Une fois achevée l’identification entre langue et peuple, dans la première moitié du 20e siècle, les langues minoritaires régionales stigmatisées comme patois vont pouvoir être patrimonialisées, remises à l’honneur pour protéger la mémoire d’un passé national, intégrées dans l’histoire de la France, comme en témoigne la loi Deixonne de 1951 sur l’enseignement des langues et dialectes locaux. Mais à condition qu’elles restent justement cantonnées dans un passé révolu, folklorisées, ce qui explique que la France n’a toujours pas ratifié la Charte européenne des langues régionales ou minoritaires, supposée contraire à la République une et indivisible.
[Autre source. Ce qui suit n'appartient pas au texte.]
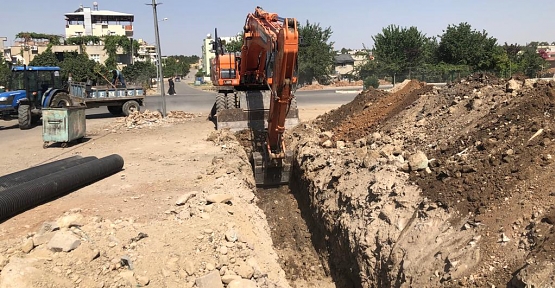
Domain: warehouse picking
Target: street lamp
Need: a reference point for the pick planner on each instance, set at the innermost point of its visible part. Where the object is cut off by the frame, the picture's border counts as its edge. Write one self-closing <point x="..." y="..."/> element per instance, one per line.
<point x="159" y="54"/>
Ce qui justifie ce long détour avant d’en venir à la question migratoire, c’est que lorsque la France accueille dès la fin du 19e siècle ses premières grandes vagues migratoires, le traitement des immigrés s’inscrit en droite ligne de la doctrine de l’assimilation dans ces deux versions domestique et impériale. Mais avec une spécificité forte, c’est sa fonction de triage.
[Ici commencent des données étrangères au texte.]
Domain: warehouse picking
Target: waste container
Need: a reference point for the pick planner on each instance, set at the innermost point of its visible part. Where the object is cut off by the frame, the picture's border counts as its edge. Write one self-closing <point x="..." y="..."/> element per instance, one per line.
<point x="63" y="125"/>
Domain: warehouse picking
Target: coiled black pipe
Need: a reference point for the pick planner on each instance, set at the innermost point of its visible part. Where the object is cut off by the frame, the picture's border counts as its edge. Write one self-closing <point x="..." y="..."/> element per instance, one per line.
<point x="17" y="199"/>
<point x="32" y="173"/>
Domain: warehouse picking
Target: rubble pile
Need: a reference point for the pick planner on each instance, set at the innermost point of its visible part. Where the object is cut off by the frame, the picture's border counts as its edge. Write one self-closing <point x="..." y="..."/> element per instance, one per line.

2. Immigrés assimilables et non assimilables
Dans le cas des immigrés, la même notion (l’assimilation) qui affirme en théorie l’accès de tout individu à l’universel est utilisée en pratique comme un outil de sélection et de tri entre des populations inégalement dotées de capacités à s’assimiler. Avec la vague d’immigration qui suit la première guerre mondiale, le langage de la race est employé pour distinguer parmi les immigrés « inassimilables » les races « inférieures » (les indigènes des colonies) des races « antagonistes » que sont les anciens ennemis allemands et italiens (Noiriel, 2007). Les spécialistes de l’immigration prônent une rigoureuse sélection selon l’origine, la préférence allant aux Européens, supposés s’assimiler plus facilement que les Africains ou les Asiatiques du fait de leur proximité « raciale » (Schor, 1996). L’idée de prédispositions plus ou moins grandes à l’assimilation s’est maintenue dans la période suivante à travers la notion de « distance culturelle », relayée et confortée par les instances scientifiques. Elle constitue l’arrière-plan des grandes enquêtes sur l’assimilation des immigrés menées depuis les années cinquante jusqu’à nos jours. Commentant les résultats de l’enquête menée en Belgique par l’équipe de René Clémens, Alain Girard souligne que « la capacité d’assimilation des Polonais apparaît moins vive que celles des Italiens parce que la « distance culturelle » qui les sépare des Belges est beaucoup plus grande » (Girard, 1954 : 148).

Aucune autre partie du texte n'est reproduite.